Stanford De-identifier for Radiology Reports
Property | Value |
---|---|
License | MIT |
Framework | PyTorch + Transformers |
Base Architecture | PubMedBERT (uncased) |
Primary Task | Token Classification |
What is stanford-deidentifier-only-radiology-reports?
This is a specialized AI model developed by Stanford AIMI for automatically de-identifying sensitive information in radiology reports. It combines transformer-based architecture with "hide in plain sight" rule-based methods to detect and replace protected health information (PHI) while maintaining document readability.
Implementation Details
The model was trained on a diverse dataset of 6,193 documents, including chest X-ray and CT reports, achieving remarkable F1 scores: 97.9 on known institution reports, 99.6 on new institution reports, and high performance on i2b2 benchmarks. It utilizes PubMedBERT as its foundation and implements sophisticated token classification techniques.

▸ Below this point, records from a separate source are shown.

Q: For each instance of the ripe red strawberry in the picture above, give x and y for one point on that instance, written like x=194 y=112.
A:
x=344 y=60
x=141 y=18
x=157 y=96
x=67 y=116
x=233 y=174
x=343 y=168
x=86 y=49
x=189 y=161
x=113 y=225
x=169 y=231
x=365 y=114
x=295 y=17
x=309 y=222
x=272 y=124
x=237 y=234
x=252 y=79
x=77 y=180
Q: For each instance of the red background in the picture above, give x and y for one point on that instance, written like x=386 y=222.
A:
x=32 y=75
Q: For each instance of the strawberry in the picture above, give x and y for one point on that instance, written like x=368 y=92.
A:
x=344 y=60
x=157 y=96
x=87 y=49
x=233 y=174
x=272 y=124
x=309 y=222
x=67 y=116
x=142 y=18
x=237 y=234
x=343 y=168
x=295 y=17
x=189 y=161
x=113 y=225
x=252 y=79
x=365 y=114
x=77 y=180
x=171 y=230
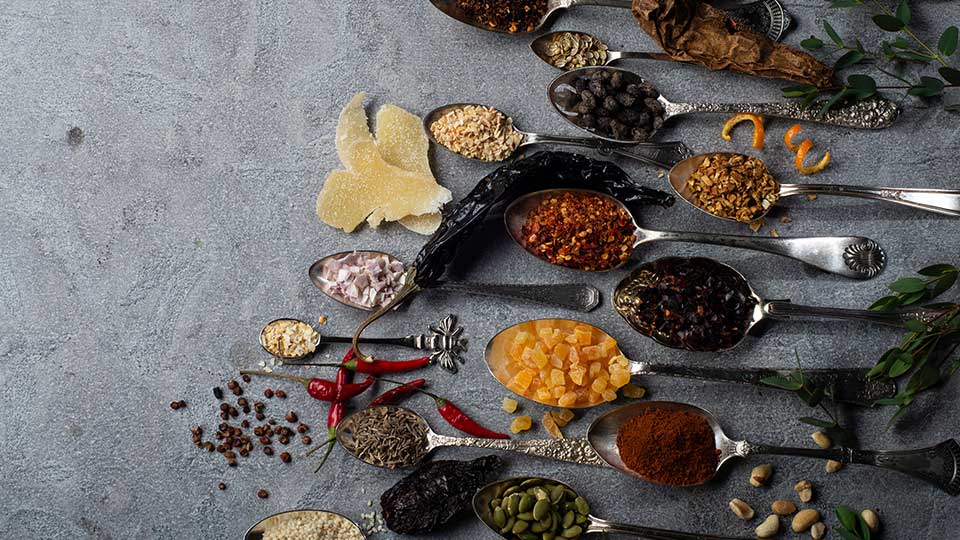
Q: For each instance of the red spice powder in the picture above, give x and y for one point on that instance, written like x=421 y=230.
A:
x=669 y=447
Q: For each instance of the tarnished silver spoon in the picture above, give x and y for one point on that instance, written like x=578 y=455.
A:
x=939 y=201
x=663 y=155
x=938 y=465
x=828 y=253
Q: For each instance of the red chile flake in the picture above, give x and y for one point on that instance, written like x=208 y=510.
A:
x=669 y=447
x=505 y=15
x=580 y=230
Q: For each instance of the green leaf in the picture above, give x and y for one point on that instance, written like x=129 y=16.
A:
x=903 y=12
x=908 y=285
x=948 y=41
x=888 y=23
x=832 y=33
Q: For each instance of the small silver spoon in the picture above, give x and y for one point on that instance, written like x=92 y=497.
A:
x=940 y=201
x=938 y=465
x=260 y=529
x=663 y=155
x=846 y=385
x=575 y=296
x=628 y=300
x=874 y=113
x=482 y=507
x=829 y=253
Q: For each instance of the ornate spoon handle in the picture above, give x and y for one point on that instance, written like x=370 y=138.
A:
x=572 y=450
x=938 y=465
x=940 y=201
x=876 y=113
x=851 y=256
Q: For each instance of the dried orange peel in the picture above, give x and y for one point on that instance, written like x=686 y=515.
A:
x=758 y=131
x=802 y=151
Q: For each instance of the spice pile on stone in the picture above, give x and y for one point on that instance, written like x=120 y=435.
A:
x=582 y=230
x=613 y=103
x=669 y=447
x=477 y=132
x=573 y=50
x=733 y=186
x=505 y=15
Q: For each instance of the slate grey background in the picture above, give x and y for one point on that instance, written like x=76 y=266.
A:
x=138 y=266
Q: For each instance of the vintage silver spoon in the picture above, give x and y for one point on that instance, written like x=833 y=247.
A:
x=485 y=496
x=575 y=296
x=830 y=253
x=940 y=201
x=874 y=113
x=663 y=155
x=845 y=385
x=766 y=16
x=628 y=300
x=938 y=465
x=259 y=530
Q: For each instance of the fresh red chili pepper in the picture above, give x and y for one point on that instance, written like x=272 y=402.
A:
x=398 y=394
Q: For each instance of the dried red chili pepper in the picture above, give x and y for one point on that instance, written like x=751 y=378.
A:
x=398 y=394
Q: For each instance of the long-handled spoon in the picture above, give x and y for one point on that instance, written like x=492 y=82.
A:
x=850 y=256
x=940 y=201
x=484 y=499
x=670 y=322
x=575 y=296
x=938 y=465
x=875 y=113
x=845 y=385
x=260 y=529
x=663 y=155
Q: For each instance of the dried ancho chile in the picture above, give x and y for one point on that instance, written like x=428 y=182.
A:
x=687 y=303
x=435 y=494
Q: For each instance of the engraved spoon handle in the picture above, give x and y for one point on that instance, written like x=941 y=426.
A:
x=575 y=296
x=940 y=201
x=850 y=256
x=572 y=450
x=876 y=113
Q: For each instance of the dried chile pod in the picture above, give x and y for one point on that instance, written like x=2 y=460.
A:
x=542 y=170
x=435 y=493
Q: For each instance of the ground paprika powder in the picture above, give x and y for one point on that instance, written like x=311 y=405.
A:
x=669 y=447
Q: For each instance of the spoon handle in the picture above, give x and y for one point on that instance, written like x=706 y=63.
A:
x=850 y=256
x=938 y=465
x=940 y=201
x=573 y=450
x=875 y=113
x=575 y=296
x=783 y=309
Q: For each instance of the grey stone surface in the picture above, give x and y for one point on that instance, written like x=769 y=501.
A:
x=139 y=264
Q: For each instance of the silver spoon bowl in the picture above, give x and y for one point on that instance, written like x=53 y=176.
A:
x=828 y=253
x=663 y=155
x=939 y=201
x=875 y=113
x=484 y=497
x=938 y=465
x=258 y=531
x=628 y=296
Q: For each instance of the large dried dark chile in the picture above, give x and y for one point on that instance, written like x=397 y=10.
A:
x=695 y=304
x=435 y=493
x=542 y=170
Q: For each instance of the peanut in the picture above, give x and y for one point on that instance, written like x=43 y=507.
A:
x=769 y=528
x=741 y=509
x=761 y=474
x=805 y=519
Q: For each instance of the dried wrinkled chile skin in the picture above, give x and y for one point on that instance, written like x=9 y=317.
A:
x=435 y=493
x=542 y=170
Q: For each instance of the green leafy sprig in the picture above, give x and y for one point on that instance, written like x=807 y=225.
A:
x=905 y=48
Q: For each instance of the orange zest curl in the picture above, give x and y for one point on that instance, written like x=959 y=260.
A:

- Built on PubMedBERT architecture with specialized training for medical text
- Combines transformer learning with rule-based methods
- Trained on multi-institutional data for robust performance
- Implements synthetic PHI generation for enhanced training
Core Capabilities
- Accurate detection and replacement of PHI in medical documents
- Cross-institutional compatibility
- Superior performance compared to existing de-identification tools
- Realistic surrogate replacement for removed PHI
- 99.1% recall in detecting core PHI spans
Frequently Asked Questions
Q: What makes this model unique?
This model stands out for its hybrid approach combining transformers with rule-based methods, achieving state-of-the-art performance that exceeds both existing tools and human labelers on standard benchmarks.
Q: What are the recommended use cases?
The model is specifically designed for de-identifying radiology reports and other medical documents in clinical and research settings where maintaining patient privacy is crucial while preserving document utility.